Among the rather astonishing figures announced by Barclays on Tuesday was a miniscule writedown of just £60m on the bank’s £7.3bn leveraged loan holdings.
“We are very, very proud of it”, said Bob Diamond.
All very interesting in light of what markets for buyout debt derivatives are indicating:
The LevX Senior, an index of European leveraged loan CDS, closed on Monday at 90.75 to par. The US equivalent, the LCDX, puts a similar valuation on buyout debt derivatives, closing on Friday at 91.10.
Leveraged loans by all accounts, should be worth just over 90 cents on the dollar.
How proud then, are the folks at RBS? The bank announces its results on Thursday 28.

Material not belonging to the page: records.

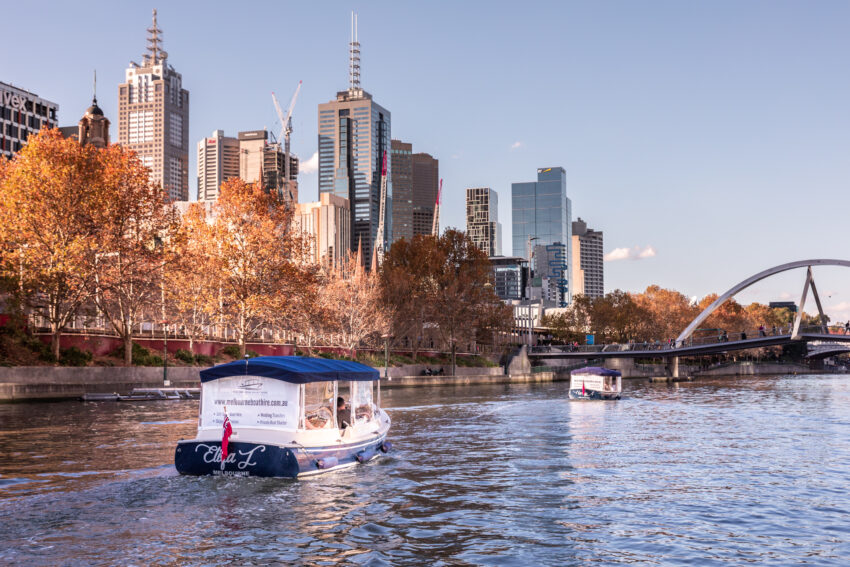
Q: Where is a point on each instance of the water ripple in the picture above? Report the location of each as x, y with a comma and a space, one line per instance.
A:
722, 472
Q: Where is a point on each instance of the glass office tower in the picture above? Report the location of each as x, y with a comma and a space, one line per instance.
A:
542, 215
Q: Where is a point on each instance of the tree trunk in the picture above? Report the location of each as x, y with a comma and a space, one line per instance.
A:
55, 336
128, 350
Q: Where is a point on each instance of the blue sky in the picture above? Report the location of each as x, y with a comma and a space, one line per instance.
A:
715, 133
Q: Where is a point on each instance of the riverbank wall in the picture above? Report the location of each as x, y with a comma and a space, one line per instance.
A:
30, 383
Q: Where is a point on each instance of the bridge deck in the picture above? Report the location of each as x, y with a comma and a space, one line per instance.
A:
635, 350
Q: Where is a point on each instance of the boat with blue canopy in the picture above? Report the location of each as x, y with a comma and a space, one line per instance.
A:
285, 416
595, 383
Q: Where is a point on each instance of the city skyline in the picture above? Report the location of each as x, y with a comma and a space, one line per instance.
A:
693, 136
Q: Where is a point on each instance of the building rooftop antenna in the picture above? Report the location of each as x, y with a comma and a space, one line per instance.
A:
157, 54
354, 57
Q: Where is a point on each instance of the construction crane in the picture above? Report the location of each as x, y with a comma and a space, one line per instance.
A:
378, 253
285, 131
435, 228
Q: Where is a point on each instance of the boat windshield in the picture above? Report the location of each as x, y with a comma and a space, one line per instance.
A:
319, 398
361, 401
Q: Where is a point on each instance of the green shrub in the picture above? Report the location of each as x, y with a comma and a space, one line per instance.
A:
73, 356
203, 360
185, 356
141, 356
231, 351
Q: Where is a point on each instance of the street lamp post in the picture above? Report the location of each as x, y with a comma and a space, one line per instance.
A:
386, 355
165, 381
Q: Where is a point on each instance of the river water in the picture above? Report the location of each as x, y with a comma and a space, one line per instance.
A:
732, 471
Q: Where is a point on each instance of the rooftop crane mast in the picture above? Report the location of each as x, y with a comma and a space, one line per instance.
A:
378, 253
435, 228
285, 131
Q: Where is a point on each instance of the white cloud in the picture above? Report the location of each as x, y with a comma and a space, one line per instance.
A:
311, 165
634, 253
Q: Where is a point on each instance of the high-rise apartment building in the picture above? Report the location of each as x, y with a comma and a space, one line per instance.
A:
587, 256
153, 117
402, 157
22, 114
354, 135
542, 215
551, 272
218, 160
426, 181
415, 180
325, 224
482, 220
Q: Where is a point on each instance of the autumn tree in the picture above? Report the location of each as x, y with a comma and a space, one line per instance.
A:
256, 256
190, 285
668, 312
136, 235
444, 281
49, 224
353, 299
405, 277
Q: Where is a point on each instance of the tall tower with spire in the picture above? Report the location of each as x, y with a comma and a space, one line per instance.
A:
93, 127
354, 133
153, 117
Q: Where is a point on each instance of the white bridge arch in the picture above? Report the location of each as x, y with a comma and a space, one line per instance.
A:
760, 276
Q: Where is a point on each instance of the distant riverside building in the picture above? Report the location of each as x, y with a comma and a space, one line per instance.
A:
550, 274
402, 154
153, 117
22, 114
426, 184
218, 160
542, 215
92, 129
482, 220
326, 224
587, 259
415, 180
510, 277
354, 134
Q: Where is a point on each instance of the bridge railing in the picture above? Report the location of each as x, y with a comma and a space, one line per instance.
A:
703, 339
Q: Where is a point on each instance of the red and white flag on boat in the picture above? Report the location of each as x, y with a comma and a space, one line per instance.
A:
226, 432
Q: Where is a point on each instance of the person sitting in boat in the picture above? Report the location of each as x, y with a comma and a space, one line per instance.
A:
343, 413
322, 418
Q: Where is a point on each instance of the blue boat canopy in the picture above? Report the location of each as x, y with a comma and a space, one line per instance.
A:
596, 371
295, 369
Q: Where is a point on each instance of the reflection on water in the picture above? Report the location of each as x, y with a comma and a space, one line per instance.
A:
711, 472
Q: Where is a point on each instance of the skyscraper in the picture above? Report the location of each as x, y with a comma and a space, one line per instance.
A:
402, 155
218, 160
587, 256
153, 117
415, 181
542, 215
426, 179
482, 220
22, 114
325, 224
354, 134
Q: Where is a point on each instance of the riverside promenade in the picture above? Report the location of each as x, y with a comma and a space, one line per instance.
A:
28, 383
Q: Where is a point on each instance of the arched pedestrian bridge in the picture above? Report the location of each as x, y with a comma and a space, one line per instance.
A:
823, 342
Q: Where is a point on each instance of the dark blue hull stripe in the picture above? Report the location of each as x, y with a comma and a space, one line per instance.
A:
576, 394
265, 459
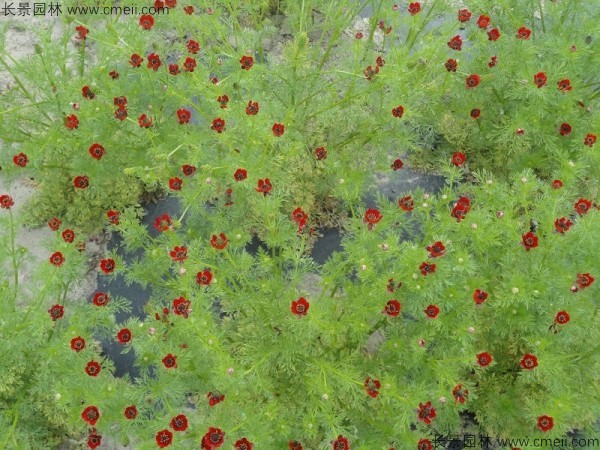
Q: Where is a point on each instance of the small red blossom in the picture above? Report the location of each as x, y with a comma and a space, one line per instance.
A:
77, 344
164, 438
264, 186
300, 307
545, 423
432, 311
372, 387
484, 359
124, 336
529, 240
56, 311
392, 308
247, 62
565, 129
540, 79
523, 33
107, 265
91, 415
57, 259
458, 159
146, 21
455, 43
204, 278
92, 368
472, 81
426, 412
183, 116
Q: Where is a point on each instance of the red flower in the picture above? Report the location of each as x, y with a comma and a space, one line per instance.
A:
252, 108
101, 299
432, 311
204, 278
341, 443
56, 311
54, 224
426, 412
565, 129
414, 8
193, 46
189, 64
188, 170
146, 21
124, 336
398, 111
372, 217
179, 254
582, 206
436, 249
278, 129
170, 361
163, 223
540, 79
243, 444
460, 394
136, 60
584, 280
81, 32
455, 44
483, 21
223, 100
320, 153
406, 203
164, 438
77, 344
480, 296
213, 438
564, 85
372, 386
397, 164
562, 317
545, 423
563, 224
218, 125
464, 15
57, 259
215, 398
183, 116
530, 240
144, 121
92, 369
71, 122
392, 308
94, 440
589, 140
493, 34
523, 33
179, 423
426, 268
484, 359
451, 65
247, 62
300, 307
130, 412
219, 242
472, 81
458, 159
528, 361
264, 186
91, 415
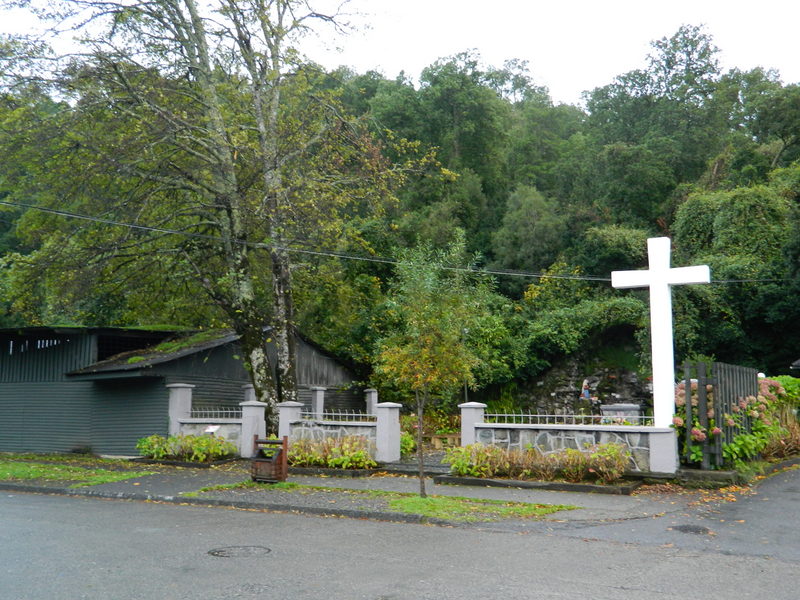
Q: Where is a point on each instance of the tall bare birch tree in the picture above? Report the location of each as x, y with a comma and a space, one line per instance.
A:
200, 118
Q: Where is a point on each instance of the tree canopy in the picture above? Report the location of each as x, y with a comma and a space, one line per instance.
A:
198, 170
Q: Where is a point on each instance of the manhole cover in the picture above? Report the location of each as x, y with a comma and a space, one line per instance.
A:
239, 551
691, 529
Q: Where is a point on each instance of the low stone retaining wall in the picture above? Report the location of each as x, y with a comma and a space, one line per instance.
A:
554, 438
653, 449
320, 430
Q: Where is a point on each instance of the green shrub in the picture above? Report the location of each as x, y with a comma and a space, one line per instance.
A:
573, 464
606, 462
609, 461
477, 460
190, 448
349, 452
408, 444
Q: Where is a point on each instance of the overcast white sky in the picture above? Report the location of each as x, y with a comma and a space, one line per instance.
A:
571, 45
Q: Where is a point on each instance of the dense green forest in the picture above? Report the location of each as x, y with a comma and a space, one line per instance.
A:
268, 190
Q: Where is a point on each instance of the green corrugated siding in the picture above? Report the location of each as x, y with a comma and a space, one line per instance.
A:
44, 358
41, 417
125, 411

It has an even larger leveraged loan book than Barcap – valued by Credit Suisse analyst Jonathan Pierce at £12bn. So far, the value of those loans has been marked down 3 per cent. Here is RBS’s own roundup of its LBO activities in 2007.
The largest deal RBS worked on – as mandated lead arranger – was ProSiebenSat.1:
Bookrunner and Mandated Lead Arranger in the Leveraged Buyout by KKR and Permira (EUR 3,304m Senior and Subordinated Facilities) and in the Acquisition of SBS Broadcasting by ProSiebenSat.1 (EUR 4,600m Senior Facilities).

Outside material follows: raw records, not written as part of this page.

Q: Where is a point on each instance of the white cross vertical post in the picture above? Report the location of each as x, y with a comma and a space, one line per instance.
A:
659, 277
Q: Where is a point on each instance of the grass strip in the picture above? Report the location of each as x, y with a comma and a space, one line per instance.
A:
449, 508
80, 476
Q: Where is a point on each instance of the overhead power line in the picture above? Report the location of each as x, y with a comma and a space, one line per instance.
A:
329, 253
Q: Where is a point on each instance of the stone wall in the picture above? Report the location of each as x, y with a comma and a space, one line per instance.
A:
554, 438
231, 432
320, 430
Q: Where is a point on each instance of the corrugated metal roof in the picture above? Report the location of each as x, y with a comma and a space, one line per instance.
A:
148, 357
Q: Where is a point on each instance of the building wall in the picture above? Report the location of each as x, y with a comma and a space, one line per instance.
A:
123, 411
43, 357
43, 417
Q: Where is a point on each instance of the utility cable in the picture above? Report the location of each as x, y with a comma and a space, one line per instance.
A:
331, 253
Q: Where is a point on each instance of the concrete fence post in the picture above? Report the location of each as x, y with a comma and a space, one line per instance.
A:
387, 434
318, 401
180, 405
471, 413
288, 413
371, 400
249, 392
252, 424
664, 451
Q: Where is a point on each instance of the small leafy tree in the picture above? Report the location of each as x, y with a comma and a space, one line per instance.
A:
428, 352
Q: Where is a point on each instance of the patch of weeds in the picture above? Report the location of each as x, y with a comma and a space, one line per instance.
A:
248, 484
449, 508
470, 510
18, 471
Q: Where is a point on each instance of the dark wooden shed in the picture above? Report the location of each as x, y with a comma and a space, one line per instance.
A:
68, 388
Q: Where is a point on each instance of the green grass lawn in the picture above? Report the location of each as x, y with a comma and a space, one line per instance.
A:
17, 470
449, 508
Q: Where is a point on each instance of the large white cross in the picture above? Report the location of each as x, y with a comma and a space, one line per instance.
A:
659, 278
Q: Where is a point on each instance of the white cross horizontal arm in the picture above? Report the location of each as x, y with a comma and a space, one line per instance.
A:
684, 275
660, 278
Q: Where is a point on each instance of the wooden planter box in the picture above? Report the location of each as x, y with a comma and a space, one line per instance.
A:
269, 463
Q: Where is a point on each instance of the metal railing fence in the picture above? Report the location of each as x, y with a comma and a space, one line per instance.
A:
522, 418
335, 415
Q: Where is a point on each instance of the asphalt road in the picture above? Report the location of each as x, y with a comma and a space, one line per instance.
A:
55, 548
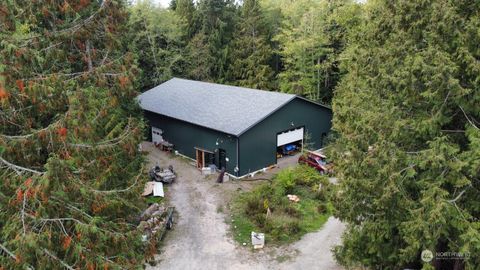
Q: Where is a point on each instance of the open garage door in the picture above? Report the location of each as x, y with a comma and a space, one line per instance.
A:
157, 135
290, 136
289, 142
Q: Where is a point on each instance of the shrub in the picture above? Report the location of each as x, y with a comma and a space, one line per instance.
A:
322, 208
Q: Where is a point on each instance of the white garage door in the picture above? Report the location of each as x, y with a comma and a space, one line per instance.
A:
157, 135
290, 136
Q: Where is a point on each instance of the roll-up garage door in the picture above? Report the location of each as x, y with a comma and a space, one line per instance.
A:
157, 135
290, 136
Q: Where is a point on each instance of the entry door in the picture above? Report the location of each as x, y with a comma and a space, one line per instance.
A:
222, 158
200, 158
157, 135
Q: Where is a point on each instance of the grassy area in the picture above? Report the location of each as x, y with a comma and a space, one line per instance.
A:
286, 221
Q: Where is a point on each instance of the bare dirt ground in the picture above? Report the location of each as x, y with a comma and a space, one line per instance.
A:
200, 238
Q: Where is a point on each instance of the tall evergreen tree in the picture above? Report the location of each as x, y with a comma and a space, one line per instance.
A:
312, 37
216, 28
186, 10
69, 128
157, 36
409, 152
251, 55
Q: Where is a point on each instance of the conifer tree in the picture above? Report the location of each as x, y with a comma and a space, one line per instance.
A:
185, 9
312, 37
408, 155
156, 35
70, 170
208, 49
251, 54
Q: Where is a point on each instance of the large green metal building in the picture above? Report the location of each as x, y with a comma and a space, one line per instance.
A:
240, 129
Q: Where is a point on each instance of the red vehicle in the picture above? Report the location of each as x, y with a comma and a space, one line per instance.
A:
316, 160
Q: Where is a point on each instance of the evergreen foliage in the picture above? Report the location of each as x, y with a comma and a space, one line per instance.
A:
251, 54
408, 153
157, 36
70, 169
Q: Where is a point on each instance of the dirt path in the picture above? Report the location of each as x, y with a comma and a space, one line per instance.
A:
200, 239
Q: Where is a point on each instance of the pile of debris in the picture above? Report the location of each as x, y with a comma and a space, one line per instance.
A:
166, 176
293, 198
154, 220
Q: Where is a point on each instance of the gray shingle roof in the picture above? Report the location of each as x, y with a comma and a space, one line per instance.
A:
225, 108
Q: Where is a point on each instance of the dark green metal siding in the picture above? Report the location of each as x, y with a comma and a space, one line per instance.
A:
186, 136
258, 145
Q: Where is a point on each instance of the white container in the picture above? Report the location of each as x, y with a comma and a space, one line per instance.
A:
258, 239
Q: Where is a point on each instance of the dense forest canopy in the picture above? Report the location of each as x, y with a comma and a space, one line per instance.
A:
401, 76
290, 46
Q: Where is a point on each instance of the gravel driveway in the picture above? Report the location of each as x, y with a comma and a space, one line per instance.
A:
200, 238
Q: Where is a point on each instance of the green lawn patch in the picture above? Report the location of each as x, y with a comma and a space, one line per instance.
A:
267, 209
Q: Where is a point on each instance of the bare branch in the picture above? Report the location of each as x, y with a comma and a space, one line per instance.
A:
18, 169
105, 143
89, 57
18, 137
121, 190
23, 212
56, 258
458, 196
9, 253
468, 119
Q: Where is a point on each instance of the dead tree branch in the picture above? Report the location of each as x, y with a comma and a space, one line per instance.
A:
51, 255
18, 169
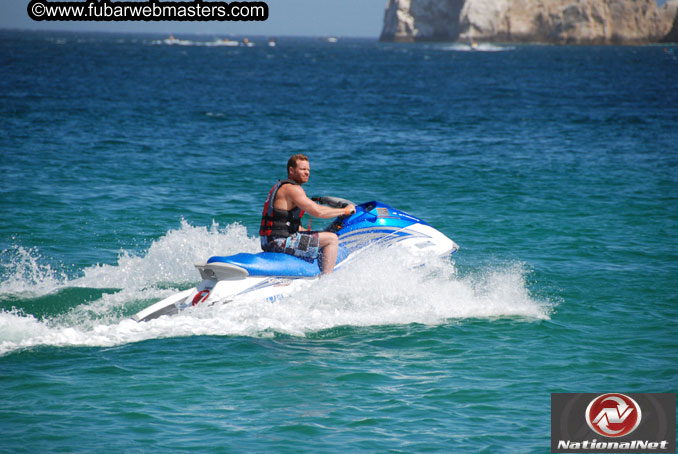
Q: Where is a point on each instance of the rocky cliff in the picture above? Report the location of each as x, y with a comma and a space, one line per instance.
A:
546, 21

ProSieben looks like the proximate cause for the run on Citi hedge fund CSO. The market value of the loan is currently implied at 73 cents on the dollar, making it one of the worst performers in the loan market – and far below the averages implied by the indices.
The question then, is how much of ProSieben has RBS managed to syndicate? The deal was certainly oversubscribed in its early stages, but a subsequent panic caused a selloff. And who – apart from CSO – holds the paper?